Христианство — единственная истинная природная религия, потому что без обиняков говорит о смерти и гниении всех вещей, включая нетленные души. Слава Богу, что в Ньюгейте я до этой идеи не дошёл, а если и дошёл, то не отразил в книге. В противном случае, преподобный Блант тут же бы распорядился меня высечь, чтобы выбить из моей головы подобные мысли, вымести оттуда всех нечестивых тараканов. Я об этом не написал, и поэтому Блант периодически делился со мной кусочками жаркого, которое ему приносила охрана, когда тот был голоден. Район Ньюгейта славится бараниной да овчиной.
Это на самом деле настоящая удача, что тогда мою голову ещё не посещали подобные соображения. Они пришли ко мне позже, причём намного. Вероятно, то был совсем другой пляж, другое море, но там было столько же солнца и слишком много льда… Ледяная вода, камни, гул в голове, прогон сквозь строй, нелепое сочетание звуков и букв… Прогон сквозь строй повсюду: внутри, снаружи, снизу, сверху, кроз строй, кроз строй… Перекрученное в фарш, измельченное и пережёванное в большой мясорубке мясо.
Я поднял ту отчаявшуюся чайку и отнёс её к воде. Её слабое, хрупкое тельце дрожало в моих руках. Легко сказать, — как, собственно, и сделали блестящие писатели атеизма, коих я с не меньшим блеском опроверг, — что во Вселенной ничто не подвержено порче и упадку, что ничто не умирает и ничто не уничтожается бесследно, а лишь разделяется на атомы и приобретает другие формы, сцепляясь между собой вновь. Капля падает в океан, растворяется в нём и теряется, забывается, но при этом продолжает существовать.
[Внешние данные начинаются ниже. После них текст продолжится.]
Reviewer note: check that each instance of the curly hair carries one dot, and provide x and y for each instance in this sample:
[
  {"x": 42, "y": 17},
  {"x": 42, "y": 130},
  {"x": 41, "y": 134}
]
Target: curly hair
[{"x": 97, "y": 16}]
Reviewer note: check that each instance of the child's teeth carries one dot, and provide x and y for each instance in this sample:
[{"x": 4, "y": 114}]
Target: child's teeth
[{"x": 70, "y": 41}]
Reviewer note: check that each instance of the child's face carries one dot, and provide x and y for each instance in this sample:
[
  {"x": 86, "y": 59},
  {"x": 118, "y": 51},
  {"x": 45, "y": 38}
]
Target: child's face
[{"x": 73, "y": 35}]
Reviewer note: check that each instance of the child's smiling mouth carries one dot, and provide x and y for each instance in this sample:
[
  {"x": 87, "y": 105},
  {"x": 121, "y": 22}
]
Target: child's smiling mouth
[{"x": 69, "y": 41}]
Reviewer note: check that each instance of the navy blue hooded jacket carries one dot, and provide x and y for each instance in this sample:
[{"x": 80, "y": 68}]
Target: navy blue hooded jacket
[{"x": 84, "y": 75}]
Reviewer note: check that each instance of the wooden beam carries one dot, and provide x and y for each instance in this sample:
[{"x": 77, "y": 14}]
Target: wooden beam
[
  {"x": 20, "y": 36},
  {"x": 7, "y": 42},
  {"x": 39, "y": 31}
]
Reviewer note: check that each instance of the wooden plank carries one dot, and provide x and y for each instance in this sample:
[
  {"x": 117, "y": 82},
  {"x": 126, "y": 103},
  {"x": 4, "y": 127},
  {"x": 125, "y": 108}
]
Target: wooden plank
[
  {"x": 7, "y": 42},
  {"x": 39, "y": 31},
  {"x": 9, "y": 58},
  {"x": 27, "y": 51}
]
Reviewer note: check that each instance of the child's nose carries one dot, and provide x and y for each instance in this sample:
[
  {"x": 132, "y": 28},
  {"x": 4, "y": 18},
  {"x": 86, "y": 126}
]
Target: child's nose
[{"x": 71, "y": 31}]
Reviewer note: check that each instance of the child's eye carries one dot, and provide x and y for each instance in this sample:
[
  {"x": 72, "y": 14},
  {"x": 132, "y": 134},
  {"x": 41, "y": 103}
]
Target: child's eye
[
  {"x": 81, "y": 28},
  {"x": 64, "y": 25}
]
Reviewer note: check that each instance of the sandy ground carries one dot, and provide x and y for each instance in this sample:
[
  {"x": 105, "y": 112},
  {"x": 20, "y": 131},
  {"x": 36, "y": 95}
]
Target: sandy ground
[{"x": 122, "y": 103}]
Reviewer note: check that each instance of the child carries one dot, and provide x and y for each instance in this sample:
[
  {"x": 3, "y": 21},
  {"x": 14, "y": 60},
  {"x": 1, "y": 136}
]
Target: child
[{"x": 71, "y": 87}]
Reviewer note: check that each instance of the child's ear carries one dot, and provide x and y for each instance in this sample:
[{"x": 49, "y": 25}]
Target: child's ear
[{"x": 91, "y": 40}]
На том пляже существовало только постоянное погружение в море. В Ньюгейте надсмотрщики в качестве уборки камер выливали на пол ведро воды, — так они прогоняли мышей и вымывали отходы; потом всё это оказывалось в Темзе, а оттуда попадало в море, в котором ржаво-коричневые экскременты растворялись в сине-изумрудной массе воды… Ещё одно ведро. Заключённые тоже считались хламом, от которого следует поскорее избавиться. Волны вздымаются и опускаются, камера наполняется водой и в свой черёд осушается при отливе, волна за волной. В одну двуколку вталкивают несчастных, пойманных с поличным, другая их перевозит рысцой к виселице в Тайберне или скидывает в чёрные пасти тюремных кораблей, готовых на всех парах отплыть на другой край света, в Австралию; нужно освободить место для прибывших новичков.
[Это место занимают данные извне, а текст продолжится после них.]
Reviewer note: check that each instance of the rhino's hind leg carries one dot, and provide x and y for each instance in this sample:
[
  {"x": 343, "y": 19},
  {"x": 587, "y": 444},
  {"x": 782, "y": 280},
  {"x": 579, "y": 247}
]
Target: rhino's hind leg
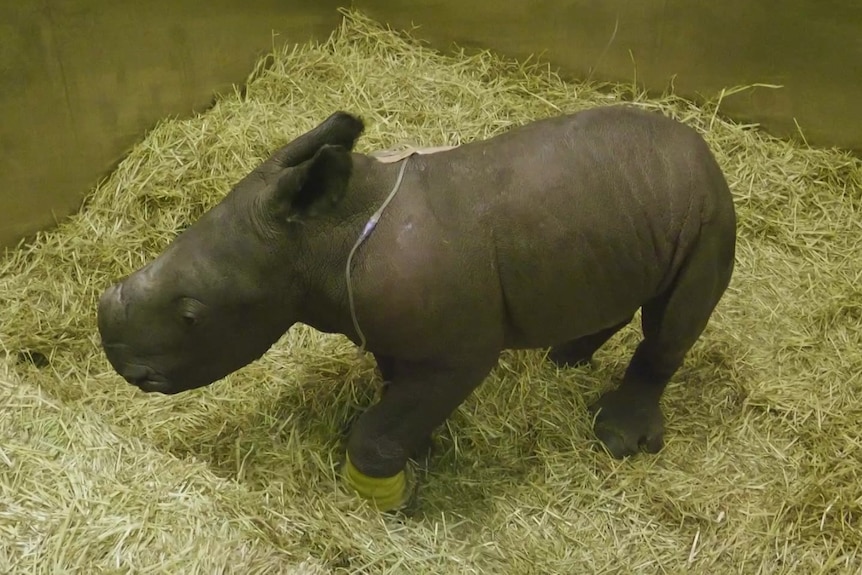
[
  {"x": 419, "y": 398},
  {"x": 578, "y": 352},
  {"x": 629, "y": 418}
]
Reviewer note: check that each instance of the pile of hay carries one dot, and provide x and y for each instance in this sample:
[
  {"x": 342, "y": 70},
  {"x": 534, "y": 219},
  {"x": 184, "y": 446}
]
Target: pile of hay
[{"x": 762, "y": 470}]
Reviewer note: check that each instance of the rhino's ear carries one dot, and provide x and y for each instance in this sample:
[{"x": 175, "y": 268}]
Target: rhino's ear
[{"x": 314, "y": 186}]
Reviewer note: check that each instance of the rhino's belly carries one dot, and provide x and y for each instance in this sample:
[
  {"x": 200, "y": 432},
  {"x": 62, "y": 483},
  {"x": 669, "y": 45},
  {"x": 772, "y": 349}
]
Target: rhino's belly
[{"x": 552, "y": 297}]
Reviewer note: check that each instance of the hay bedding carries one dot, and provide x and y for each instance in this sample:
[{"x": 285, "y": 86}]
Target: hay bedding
[{"x": 762, "y": 467}]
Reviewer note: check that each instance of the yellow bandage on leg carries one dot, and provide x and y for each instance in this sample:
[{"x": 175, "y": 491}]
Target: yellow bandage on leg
[{"x": 387, "y": 493}]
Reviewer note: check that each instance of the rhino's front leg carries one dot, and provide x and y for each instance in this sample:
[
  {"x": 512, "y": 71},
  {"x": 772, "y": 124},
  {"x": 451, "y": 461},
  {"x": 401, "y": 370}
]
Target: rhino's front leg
[{"x": 419, "y": 398}]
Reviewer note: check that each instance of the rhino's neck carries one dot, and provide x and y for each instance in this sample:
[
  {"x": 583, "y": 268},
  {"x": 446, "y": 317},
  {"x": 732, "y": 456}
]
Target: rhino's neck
[{"x": 326, "y": 302}]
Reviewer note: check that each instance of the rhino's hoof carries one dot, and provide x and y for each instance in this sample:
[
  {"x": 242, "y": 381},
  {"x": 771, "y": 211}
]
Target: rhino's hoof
[
  {"x": 387, "y": 494},
  {"x": 628, "y": 424}
]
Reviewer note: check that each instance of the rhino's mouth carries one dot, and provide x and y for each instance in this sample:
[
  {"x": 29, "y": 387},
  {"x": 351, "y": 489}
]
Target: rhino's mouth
[{"x": 145, "y": 378}]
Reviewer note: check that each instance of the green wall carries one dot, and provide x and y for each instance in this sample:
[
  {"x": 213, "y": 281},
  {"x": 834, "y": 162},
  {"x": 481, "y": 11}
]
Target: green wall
[{"x": 81, "y": 80}]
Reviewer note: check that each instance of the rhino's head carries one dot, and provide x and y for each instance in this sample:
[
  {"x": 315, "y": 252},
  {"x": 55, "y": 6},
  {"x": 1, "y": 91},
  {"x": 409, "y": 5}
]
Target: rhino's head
[{"x": 222, "y": 293}]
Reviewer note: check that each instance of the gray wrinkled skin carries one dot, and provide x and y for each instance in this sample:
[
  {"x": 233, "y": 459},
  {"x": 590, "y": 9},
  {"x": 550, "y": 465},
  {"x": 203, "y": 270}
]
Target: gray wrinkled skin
[{"x": 552, "y": 235}]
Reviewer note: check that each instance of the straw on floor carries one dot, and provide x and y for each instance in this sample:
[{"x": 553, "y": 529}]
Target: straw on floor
[{"x": 762, "y": 468}]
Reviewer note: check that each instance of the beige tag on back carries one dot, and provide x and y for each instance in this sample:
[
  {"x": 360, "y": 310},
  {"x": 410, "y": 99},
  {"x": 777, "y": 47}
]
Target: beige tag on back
[{"x": 395, "y": 154}]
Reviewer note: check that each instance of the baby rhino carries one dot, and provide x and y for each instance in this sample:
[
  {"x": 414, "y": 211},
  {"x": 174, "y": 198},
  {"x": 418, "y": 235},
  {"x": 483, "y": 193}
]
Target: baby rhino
[{"x": 552, "y": 234}]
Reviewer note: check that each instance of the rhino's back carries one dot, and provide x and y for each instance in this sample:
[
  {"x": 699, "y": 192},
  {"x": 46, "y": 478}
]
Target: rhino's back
[{"x": 586, "y": 216}]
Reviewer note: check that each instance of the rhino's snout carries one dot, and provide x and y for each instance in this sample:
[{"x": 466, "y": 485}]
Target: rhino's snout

Почему дрожала та чайка? Только ли по причине незнания, что она не может умереть, как и все остальные? Точно так же осуждённые с уже завязанной на шее петлёй с дерзкой удалью отчаявшихся распевали перед казнью похабные песни на площади Хобарта. А может, таким образом они просто хотели забыться и быть забытыми, потеряться где-то, чтобы никто, даже они сами, никогда о них ничего не узнал? Высаживающиеся в каком-нибудь неизвестном порту моряки ставят подпись в реестре, кладут в карман плату и навсегда исчезают из ведения какого бы то ни было Адмиралтейства. Экзекутор выбивает из-под ног повешенного табурет и сообщает публике дату и время следующей казни.
Ночной сторож объявляет отбой. Товарищи всех стран, соединяйтесь. Солнце будущего потухло, упав в глубокий чёрный колодец, но если мы все вместе примемся накручивать цепь, ведро, как бывало и прежде, поднимется на поверхность, равно как в ледяном море у Голого Отока: лопата застревает в иле, усилие, и вот уже порция песка выгружена на носилки. Ведро с нашим Солнцем обязательно поднимется, красными флагами мы очистим его от ржавчины и будем тереть до тех пор, пока с него не сойдут грязь и кровавые подтеки, — тогда наше Солнце станет свободным и лёгким и сможет воздушным шариком, вырвавшимся из рук ребенка, улететь в небо.